In another aspect the present process is cost effective with higher yield.

BRIEF DESCRIPTION OF THE DRAWINGS

Figure-1 illustrates the X-ray diffraction of Aripiprazole monohydrate.
Figure-2 illustrates the PSD of Aripiprazole monohydrate.
Figure-3 illustrates the High Shear Wet Miller Instrument.

DETAILED DESCRIPTION OF THE INVENTION

Accordingly, the present invention provides a process for the preparation of Aripiprazole monohydrate of formula (I),

Scheme-I illustrates the process for the preparation Aripiprazole monohydrate.

In step a) dissolving Aripiprazole anhydrous form-B in ethanol, acetone, water and mixtures thereof;

In step b) reaction mixture is heated to 60-85 °C and stirred for 20-30 minutes, till complete dissolution; preferably reaction condition is 60-80 °C, most preferably 65-75 °C.

In step c) filter the reaction mass and wash with ethanol;

In step d) cool the reaction mass to 5-20 °C, preferably 5-15 °C;

In step e) the above obtained reaction mass is circulated through high shear wet miller to get the desired particle size;

In the above step, at flow rate is 0.1 L/min to 40 L/min, preferably flow rate is 2.2 L/min to 33.0 L/min & rotational speed is 1000 to 14000 rpm, preferably 5000 to 9500 rpm and temperature of the reaction medium is 5°C to 10 °C.

In step-f) filter the reaction mass and wash with acetone under the vacuum;

Aripiprazole monohydrate is characterized by X-ray powder diffraction pattern (XRPD) depicted in Figure.1 and water content is between 3.4 - 4.3 w/w%.

The X-ray powder diffraction patterns of the Aripiprazole monohydrate is obtained using X-pert pro Panalytical Discover powder diffractometer equipped with a goniometer of T/2T configuration and Xclerator Eye detector. The Cu-anode X-ray tube was operated at 45 kV and 40 mA. The experiments were conducted over the 2T range of 2.0 ° - 50.0 °, 0.020 ° step size, 20 seconds step time.

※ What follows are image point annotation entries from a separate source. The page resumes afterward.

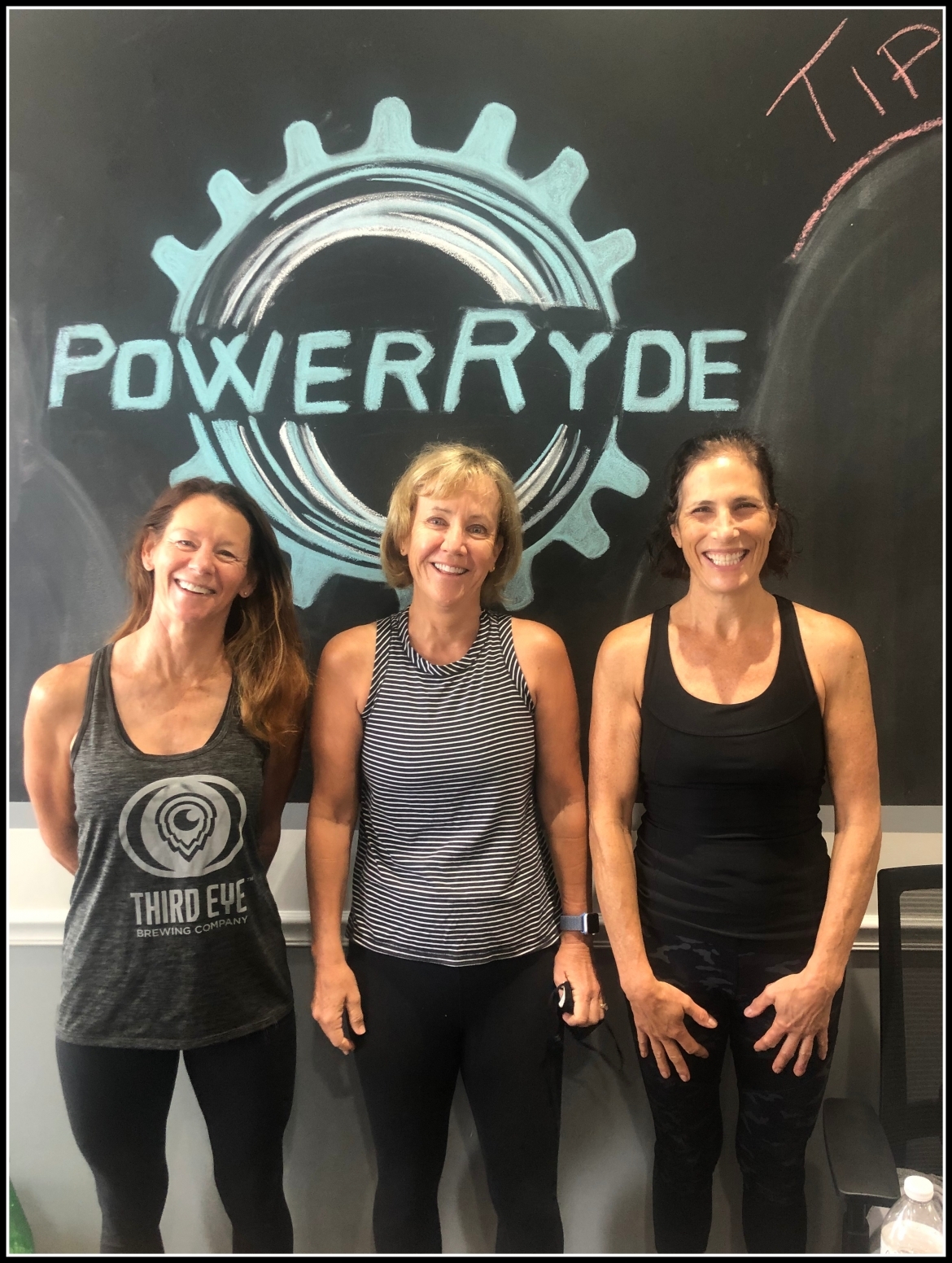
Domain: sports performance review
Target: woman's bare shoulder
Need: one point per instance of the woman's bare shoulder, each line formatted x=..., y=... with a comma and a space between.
x=59, y=693
x=826, y=633
x=535, y=638
x=350, y=649
x=627, y=643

“Particle Size Distribution (PSD)” means the cumulative volume size distribution of equivalent spherical diameters as determined by laser diffraction in Malvern Master Sizer 3000 equipment and having PSD Histogram pattern substantially the same as that shown in Figure 2.

Advantages:
1) Avoid loss of material;
2) Higher yield;
3) Easily scalable process for any batch size;
4) Environment friendly process by voiding dust formation.

Example 1:
Process for the preparation of Aripiprazole monohydrate
Aripiprazole anhydrous form B (150 grams) was dissolved in a mixture of ethanol (144 Lts), water (36 Lts) and acetone (135 Lts) and heated to 65-75 °C to get the clear solution. The solution was filtered and washed with ethanol. Cool the reaction mass to 5-15 °C, circulated through high shear wet miller with 9000 RPM at 5-15 °C and filtered off solid and washed with acetone. The obtained solid was filtered and dried at 25-35 °C for 6 hours to give title compound.

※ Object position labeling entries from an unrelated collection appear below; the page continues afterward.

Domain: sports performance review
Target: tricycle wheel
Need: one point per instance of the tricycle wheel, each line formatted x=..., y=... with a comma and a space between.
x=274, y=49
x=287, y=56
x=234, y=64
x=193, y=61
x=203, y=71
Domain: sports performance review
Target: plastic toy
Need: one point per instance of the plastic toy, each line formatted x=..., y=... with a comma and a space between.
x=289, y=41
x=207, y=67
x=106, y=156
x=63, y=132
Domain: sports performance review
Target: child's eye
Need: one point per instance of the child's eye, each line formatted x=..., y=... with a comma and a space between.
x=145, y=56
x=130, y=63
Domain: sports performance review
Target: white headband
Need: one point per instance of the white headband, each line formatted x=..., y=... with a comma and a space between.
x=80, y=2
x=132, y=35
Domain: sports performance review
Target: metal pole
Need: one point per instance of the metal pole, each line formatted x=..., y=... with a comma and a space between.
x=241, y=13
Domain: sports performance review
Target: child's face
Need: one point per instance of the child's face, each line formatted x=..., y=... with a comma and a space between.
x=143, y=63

S. No. D10 (µm) D50 (µm) D90 (µm)
1 12.13 30.76 61.08
2 12.60 33.51 66.90

,CLAIMS:

1. A process for the preparation of Aripiprazole monohydrate of formula (I),

which comprises:
a) dissolving Aripiprazole anhydrous form-B in a solvent selected from the ethanol, acetone, water and mixtures thereof;
b) reaction mixture is heated to 65-75 °C;
c) filter the reaction mass and wash with ethanol;
d) cool the reaction mass to 5-15 °C;
e) circulate the reaction mixture through high shear wet miller;
f) stir the reaction mass through high shear wet miller at 5-15 °C;
g) filter the reaction mass and wash with acetone; and
h) isolating Aripiprazole monohydrate.

2. The process claimed in claim 1, wherein the high shear wet miller is carried out at flow rate is 0.1 Liters/Minute to 40 Liters/Minute.

3. The process claimed in claim 3, wherein the high shear wet miller is carried out at flow rate is preferably 2.2 Liters/Minute to 33.0 Liters/Minute.

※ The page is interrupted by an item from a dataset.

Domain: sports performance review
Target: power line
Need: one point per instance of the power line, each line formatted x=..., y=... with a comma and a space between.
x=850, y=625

4. The process claimed in claim 1, wherein the high shear wet miller is carried out at rotational speed is 1000 to 14000 rpm.

5. The process claimed in claim 4, wherein the high shear wet miller is carried out at rotational speed of 5000 to 9000 rpm.

6. The process claimed in claim 1, wherein Aripiprazole monohydrate is having particle size of D50 less than 50 µm, D(90) less than 150 µm & D(99) less than 250 µm.